Given our data indicating the importance MOR plays in several cancer related processes, we hypothesized that MNTX could reduce LLC tumor size and metastasis in our animal models. Continuous infusion of MNTX (10 mg/kg/day, Alzet mini pumps) for two weeks after visible primary flank tumor formation in C57BL/6 mice attenuated further tumor growth (p < 0.05)(Figure 4-A). These same mice were evaluated for lung metastasis from the primary flank tumor using H & E staining of excised formalin-fixed lung sections (Figure 4-B). Our data indicate MNTX substantially inhibited lung metastasis, p = 0.018, Figure 4-C) providing further evidence that MOR is a novel regulator of lung cancer progression. Mice treated with naltrexone infusions exhibited a similar effect on tumor growth and metastasis suggesting that this is not a drug specific effect of MNTX (data not presented). These studies were performed using MNTX since opioids are commonly given to cancer patients and MNTX is the only parenterally administrated peripheral opiate antagonist clinically available.
Discussion
Our observations demonstrate an effect of the MOR on cancer growth and metastasis. That our observations may have clinical relevance is suggested by recent epidemiologic data demonstrating that anesthetic technique (i.e. use of opiates) may play a role in tumor dissemination and recurrence.1 In a retrospective study of 225 patients who had surgery for prostate cancer, there was a significant difference in the rate of tumor recurrence contingent on the type of anesthesia utilized.3 Patients receiving a combined epidural/general anesthetic had 61% less recurrence (p < 0.0003) than those who received a general anesthetic with opiates for analgesia during their primary surgery. A small retrospective study in breast cancer had similar findings.4 Several recent retrospective analyses also point to a possible effect of anesthetic choice on cancer recurrence although the results are less clear cut. A small Canadian study36 of 99 patients found no difference in recurrence between patients receiving adjunctive epidural anesthesia with opiates and general anesthetics, while another retrospective study37 of 669 patients undergoing colorectal surgery failed to demonstrate an association between epidural use and cancer recurrence, although there appeared to be some benefit in patients older than 64 years. A third study38 from the VA Cooperative Study on patients undergoing colon cancer resection, showed a more complicated effect, demonstrating some benefits of epidural in patients without metastases. Additional support for an effect of anesthetics on cancer progression comes from a study on melanoma. When general anesthesia was used for primary excision, there was a decrease in survival rate (relative risk of 1.46, p < 0.0001) compared to local anesthetic.39 Thus, while retrospective epidemiologic studies suggest a potential difference between epidural and general anesthetics in various malignancies, they do not define a mechanism.

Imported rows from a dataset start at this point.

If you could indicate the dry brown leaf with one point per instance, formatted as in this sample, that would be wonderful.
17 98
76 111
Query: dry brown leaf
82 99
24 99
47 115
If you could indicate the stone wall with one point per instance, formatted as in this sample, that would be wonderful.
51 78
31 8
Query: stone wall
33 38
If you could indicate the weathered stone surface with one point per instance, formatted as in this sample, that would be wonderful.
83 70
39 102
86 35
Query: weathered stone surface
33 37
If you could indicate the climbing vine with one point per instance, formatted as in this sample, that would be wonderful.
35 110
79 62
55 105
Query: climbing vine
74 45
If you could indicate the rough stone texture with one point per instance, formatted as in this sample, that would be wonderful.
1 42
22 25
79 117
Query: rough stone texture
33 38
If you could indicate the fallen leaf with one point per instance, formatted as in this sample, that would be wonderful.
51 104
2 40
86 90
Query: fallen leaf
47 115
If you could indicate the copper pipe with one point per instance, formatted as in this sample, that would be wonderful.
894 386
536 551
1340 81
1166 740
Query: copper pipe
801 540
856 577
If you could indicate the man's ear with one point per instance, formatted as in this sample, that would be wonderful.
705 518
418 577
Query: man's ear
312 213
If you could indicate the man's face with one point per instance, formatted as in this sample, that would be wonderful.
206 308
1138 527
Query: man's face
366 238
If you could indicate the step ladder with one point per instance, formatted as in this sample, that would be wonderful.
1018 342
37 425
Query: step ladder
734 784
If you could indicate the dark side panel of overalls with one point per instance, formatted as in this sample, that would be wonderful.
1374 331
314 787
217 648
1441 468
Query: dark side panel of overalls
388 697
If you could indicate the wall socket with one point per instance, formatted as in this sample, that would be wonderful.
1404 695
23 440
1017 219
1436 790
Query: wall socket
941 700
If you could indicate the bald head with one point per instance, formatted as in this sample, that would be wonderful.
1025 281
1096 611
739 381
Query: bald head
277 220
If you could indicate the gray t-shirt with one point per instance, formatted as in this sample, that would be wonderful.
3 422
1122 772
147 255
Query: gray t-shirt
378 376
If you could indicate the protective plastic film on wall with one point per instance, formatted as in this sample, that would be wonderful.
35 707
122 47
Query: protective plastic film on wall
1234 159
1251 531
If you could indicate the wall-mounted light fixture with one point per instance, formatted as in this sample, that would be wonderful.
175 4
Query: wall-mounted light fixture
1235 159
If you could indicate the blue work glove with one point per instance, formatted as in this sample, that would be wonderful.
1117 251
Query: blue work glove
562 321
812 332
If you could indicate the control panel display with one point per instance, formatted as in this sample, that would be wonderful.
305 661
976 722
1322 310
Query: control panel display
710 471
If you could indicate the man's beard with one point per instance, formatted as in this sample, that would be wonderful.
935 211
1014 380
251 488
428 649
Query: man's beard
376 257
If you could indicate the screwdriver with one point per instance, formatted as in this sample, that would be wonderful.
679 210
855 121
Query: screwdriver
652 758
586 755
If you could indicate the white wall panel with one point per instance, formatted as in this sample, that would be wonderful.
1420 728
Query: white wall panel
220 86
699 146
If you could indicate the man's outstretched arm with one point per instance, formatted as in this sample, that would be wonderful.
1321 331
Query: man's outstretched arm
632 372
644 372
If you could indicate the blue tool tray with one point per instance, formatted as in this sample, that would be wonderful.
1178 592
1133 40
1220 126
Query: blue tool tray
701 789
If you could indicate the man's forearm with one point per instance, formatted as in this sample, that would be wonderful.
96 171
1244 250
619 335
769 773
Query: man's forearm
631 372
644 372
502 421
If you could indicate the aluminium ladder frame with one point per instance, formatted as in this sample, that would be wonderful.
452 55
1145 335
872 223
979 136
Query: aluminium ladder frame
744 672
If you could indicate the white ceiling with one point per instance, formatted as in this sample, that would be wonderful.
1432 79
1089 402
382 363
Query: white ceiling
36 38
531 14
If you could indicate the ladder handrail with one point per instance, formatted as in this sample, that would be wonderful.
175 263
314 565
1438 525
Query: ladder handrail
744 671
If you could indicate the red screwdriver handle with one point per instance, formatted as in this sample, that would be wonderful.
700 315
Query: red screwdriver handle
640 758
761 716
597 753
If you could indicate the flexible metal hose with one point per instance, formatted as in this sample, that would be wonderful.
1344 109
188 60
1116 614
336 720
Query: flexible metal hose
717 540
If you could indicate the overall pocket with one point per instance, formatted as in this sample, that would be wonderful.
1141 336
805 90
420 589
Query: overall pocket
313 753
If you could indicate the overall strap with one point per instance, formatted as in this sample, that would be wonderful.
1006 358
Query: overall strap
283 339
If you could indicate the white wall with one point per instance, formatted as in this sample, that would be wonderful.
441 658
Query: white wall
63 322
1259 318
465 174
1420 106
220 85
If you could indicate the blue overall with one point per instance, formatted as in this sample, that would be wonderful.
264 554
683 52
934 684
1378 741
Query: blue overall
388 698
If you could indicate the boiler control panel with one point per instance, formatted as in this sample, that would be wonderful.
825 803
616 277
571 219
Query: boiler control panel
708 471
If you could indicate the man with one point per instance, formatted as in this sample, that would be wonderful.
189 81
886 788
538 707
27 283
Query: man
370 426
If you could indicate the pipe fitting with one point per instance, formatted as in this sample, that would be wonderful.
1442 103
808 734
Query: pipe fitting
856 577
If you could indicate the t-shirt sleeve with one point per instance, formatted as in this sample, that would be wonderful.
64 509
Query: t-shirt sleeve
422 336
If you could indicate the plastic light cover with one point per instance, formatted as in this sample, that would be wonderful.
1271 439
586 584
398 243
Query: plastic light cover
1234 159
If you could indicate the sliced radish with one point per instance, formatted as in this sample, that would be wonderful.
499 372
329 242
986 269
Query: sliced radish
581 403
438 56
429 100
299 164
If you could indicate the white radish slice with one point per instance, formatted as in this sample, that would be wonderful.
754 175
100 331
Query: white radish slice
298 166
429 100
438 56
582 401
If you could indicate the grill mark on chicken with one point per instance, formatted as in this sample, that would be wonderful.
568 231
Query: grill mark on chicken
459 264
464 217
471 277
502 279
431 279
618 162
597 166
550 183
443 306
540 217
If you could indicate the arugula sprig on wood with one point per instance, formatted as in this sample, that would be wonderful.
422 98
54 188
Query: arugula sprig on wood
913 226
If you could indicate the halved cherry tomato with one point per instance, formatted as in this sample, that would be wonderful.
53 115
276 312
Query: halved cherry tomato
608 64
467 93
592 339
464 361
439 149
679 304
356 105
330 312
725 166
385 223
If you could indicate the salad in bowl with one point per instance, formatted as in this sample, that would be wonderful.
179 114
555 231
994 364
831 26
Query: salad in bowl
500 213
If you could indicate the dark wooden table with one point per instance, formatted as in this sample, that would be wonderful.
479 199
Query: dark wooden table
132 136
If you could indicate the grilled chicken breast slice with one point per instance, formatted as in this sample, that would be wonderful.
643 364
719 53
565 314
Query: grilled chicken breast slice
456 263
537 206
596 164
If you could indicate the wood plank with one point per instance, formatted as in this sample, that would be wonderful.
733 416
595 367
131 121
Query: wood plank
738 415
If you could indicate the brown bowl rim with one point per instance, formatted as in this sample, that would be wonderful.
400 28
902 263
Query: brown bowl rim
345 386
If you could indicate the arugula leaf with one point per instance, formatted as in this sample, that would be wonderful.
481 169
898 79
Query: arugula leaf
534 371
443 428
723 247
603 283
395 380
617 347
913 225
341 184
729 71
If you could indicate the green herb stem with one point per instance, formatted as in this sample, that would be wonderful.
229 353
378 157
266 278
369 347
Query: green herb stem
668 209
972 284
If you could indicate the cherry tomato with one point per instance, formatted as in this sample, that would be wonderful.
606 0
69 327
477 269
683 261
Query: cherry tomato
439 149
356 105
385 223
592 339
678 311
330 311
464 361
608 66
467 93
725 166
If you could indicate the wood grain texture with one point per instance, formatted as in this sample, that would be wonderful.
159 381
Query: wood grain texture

Further, these retrospective studies cannot distinguish between a putative beneficial effect of the regional anesthetic or a possible oncogenic effect of the opiate. A large multi-center prospective randomized trial investigating the influence of type of anesthesia on breast cancer recurrence is currently underway.40
A recent review suggests potential immunologic, endocrine, or proangiogenic effects of anesthetics and opioids as explanations for this difference.1 Although the potential mechanisms for an effect of anesthetics on cancer recurrence may be complex and multifactorial,1,41 we focused on exploring the direct effect of opioids on tumor growth and progression. Our findings do not preclude other explanations such as attenuation of the neuroendocrine stress response or immunologic effects. However, a direct action of opioids is more temporally consistent with an effect in the perioperative period than the hypothesis of an effect on immune surveillance.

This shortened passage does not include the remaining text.